O Desafio da Comunhão

190

Talvez você já tenha assistido ao filme “Náufrago”. Nele, Tom Hanks faz o papel de um homem que sobrevive a um desastre aéreo e passa quatro anos vivendo numa ilha deserta. Em virtude da falta de companhia, ele acaba por desenvolver uma “amizade” com uma bola de vôlei, à qual dá o nome de “Wilson”. É uma verdadeira alucinação: ele conversa com a bola, faz-lhe confidências, desentende-se com ela e lhe pede desculpas. A fita revela quão profunda é a necessidade humana de camaradagem e interação.

Bem, eu não conheço muita gente que converse com bolas de vôlei! No entanto, sei de várias pessoas que falam com suas plantas e animais de estimação, como se tentassem compensar, através deles, a falta de amigos. E o que dizer, então, dos sites de relacionamento, dos jogos online e de toda uma gama de produtos ofertada pela internet? A vida moderna tende a empurrar as pessoas para o isolamento. Contudo, ela também revela, de muitas formas, o alto preço que pagamos pela solidão.

Uma das primeiras coisas que Deus disse sobre os seres humanos foi: “Não é bom que o homem esteja só” (Gn 2.18). Assim, já no começo da nossa história, ficava assinalada de forma clara a nossa natureza relacional. Temos necessidade de companhia e de intimidade. Quando nos trancamos dentro de nós mesmos deixamos, do lado de fora, os recursos necessários para a nossa realização. Significativamente, as duas instituições criadas por Deus – a família e a igreja – visam suprir a nossa necessidade de comunhão.

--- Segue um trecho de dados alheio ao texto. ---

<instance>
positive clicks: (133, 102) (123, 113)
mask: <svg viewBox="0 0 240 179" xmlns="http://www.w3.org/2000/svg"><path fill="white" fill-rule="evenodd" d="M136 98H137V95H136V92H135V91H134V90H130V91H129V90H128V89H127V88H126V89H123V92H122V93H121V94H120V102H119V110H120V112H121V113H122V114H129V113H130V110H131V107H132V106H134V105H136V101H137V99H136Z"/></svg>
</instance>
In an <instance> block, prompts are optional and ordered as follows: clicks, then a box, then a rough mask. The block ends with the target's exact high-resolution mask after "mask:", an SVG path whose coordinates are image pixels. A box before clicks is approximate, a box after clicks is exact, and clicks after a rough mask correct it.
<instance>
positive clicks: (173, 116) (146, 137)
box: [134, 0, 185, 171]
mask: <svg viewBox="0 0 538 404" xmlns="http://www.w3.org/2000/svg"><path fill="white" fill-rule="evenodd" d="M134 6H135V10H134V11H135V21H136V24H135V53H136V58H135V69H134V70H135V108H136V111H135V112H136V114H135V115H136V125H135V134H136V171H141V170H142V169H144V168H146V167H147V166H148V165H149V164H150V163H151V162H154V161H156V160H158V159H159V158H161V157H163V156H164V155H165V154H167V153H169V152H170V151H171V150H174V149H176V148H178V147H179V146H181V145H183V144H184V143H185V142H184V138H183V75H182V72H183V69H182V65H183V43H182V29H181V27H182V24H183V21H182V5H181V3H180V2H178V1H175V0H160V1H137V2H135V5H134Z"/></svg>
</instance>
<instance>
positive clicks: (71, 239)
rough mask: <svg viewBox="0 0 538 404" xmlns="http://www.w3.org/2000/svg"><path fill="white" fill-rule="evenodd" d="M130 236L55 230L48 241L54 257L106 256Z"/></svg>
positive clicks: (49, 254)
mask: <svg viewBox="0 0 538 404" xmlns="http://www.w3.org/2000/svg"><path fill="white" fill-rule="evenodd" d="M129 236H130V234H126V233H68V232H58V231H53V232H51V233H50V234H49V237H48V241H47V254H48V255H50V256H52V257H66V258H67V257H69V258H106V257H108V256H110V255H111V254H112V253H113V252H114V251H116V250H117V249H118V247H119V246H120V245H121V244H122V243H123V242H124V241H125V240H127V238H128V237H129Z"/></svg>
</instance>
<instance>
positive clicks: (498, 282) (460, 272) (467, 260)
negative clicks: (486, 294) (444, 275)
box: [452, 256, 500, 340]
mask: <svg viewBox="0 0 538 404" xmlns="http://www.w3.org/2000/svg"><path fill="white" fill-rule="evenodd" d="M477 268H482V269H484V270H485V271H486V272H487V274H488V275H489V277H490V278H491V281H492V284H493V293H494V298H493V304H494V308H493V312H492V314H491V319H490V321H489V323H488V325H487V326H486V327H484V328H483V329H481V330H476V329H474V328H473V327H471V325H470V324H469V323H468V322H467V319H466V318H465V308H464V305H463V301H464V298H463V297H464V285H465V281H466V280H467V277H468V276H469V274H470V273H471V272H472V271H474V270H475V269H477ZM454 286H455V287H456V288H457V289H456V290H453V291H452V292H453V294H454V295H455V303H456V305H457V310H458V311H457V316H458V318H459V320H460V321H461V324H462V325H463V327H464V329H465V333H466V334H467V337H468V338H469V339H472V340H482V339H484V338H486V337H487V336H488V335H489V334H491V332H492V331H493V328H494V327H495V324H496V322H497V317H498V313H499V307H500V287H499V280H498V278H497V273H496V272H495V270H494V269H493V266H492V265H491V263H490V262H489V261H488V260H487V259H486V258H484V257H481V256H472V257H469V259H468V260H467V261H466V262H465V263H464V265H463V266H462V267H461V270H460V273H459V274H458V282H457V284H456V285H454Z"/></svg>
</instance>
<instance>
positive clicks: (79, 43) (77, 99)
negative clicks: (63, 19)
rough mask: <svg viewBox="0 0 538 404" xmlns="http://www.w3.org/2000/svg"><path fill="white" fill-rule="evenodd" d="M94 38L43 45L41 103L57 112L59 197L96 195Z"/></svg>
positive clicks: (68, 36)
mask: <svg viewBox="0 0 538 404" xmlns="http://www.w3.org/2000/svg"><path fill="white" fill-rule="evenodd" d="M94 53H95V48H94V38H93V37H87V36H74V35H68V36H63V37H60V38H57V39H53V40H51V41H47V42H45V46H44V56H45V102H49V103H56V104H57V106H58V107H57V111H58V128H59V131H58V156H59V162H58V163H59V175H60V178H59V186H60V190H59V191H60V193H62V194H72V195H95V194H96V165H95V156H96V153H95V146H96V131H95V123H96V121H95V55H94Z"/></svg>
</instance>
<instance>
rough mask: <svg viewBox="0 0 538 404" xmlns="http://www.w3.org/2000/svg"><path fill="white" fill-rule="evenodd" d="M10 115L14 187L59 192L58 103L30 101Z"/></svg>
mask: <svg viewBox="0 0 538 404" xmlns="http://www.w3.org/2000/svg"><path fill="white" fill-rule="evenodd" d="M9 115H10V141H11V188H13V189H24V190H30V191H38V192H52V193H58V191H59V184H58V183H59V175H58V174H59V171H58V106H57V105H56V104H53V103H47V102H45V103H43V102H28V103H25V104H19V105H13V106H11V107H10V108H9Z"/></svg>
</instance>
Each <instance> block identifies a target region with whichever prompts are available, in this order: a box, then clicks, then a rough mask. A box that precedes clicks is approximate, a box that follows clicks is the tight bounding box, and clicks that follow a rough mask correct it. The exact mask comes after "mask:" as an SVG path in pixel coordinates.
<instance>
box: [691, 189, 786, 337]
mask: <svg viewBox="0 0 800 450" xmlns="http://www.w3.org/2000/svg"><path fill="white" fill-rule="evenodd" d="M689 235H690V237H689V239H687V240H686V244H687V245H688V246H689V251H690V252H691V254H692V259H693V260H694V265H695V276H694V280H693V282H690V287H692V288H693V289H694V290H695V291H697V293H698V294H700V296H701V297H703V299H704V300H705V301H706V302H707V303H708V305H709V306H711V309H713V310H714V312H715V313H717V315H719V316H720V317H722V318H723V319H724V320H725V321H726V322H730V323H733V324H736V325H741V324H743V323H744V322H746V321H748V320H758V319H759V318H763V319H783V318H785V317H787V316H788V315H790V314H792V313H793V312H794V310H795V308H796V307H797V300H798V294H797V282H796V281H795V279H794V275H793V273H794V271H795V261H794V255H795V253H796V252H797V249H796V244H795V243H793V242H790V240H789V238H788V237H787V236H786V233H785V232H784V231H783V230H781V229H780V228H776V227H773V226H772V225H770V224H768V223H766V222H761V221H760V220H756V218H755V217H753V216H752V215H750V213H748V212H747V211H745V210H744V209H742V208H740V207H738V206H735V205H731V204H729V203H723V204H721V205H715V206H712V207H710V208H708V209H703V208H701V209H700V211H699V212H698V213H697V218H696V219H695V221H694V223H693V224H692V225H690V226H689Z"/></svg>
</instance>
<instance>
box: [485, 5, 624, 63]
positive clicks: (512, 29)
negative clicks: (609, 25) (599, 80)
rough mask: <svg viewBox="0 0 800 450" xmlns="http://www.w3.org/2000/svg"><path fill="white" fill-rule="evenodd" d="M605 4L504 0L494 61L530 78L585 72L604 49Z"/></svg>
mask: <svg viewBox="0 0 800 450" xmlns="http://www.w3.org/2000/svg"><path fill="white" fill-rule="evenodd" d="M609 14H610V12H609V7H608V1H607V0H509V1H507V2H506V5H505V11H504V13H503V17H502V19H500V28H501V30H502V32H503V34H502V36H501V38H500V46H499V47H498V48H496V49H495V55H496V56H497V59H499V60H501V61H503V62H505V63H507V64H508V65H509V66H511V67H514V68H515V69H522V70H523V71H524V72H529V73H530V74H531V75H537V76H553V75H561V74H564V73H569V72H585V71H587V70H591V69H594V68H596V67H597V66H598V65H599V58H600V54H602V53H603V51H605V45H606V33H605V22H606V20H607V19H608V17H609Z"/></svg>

O Livro de Provérbios afirma que “o solitário busca o seu próprio desejo e insurge-se contra a verdadeira sabedoria” (Pv 18.1). É claro que, por causa do pecado, as coisas deixaram de ser perfeitas, e que, devido a isso, até mesmo a igreja e a família podem apresentar problemas. Ainda assim, o Senhor está preocupado com a nossa saúde emocional e relacional. Não deveríamos voltar as costas para o lar, e tampouco deveríamos deixar de nos congregar. Fomos criados para a comunhão e fomos salvos para a comunhão. Com a ajuda de Deus, podemos vencer o isolamento e ter uma convivência gratificante na família e na igreja.